Of course there is a caveat. If ETH falls dramatically, John will have to refinance his loan to make sure the collateral remains within the accepted range. Otherwise he becomes exposed to the risk of losing everything depending on platform rules.
Now you are eager to start, aren’t you? Here are some suggestions on how to do it:
DeFi is still mostly about Ethereum. So gurus suggest getting a self-custody wallet that supports Ethereum-based coins. Metamask will actually do. Make sure to protect your sensitive data and you are good to go.
Stablecoins can be a safer way into the world of crypto as they are less volatile by definition. Also some are tied to understandable assets like fiat or commodities.

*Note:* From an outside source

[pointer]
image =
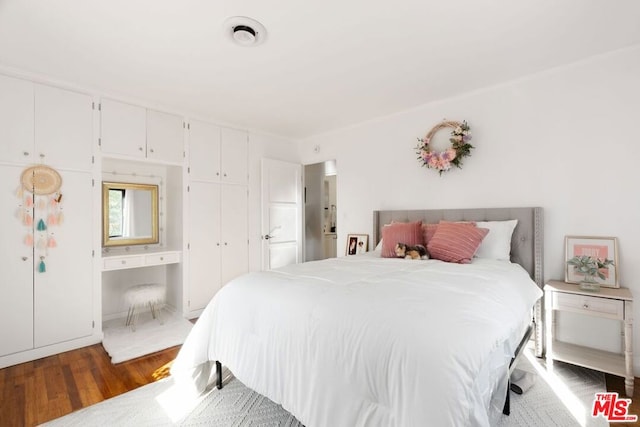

Like with any skill, trading takes time to learn, choose a pair of assets on a major DEX, get some and make minor moves. Try to catch the wave, surf trends, learn from the mistakes of other people and your own. Be prepared to lose and to win. Maybe get DeFi insurance?
Try decentralized prediction, indices, derivatives and other options that will surely appear.
That’s the question you are likely to be asking yourself after reading this article. Well, only you can answer it. This article covers the basics of DeFi for educational purposes alone, it does not contain any financial advice or recommendations. Cryptocurrencies and blockchain products are high-risk assets and you have to do your own research before taking any serious decision.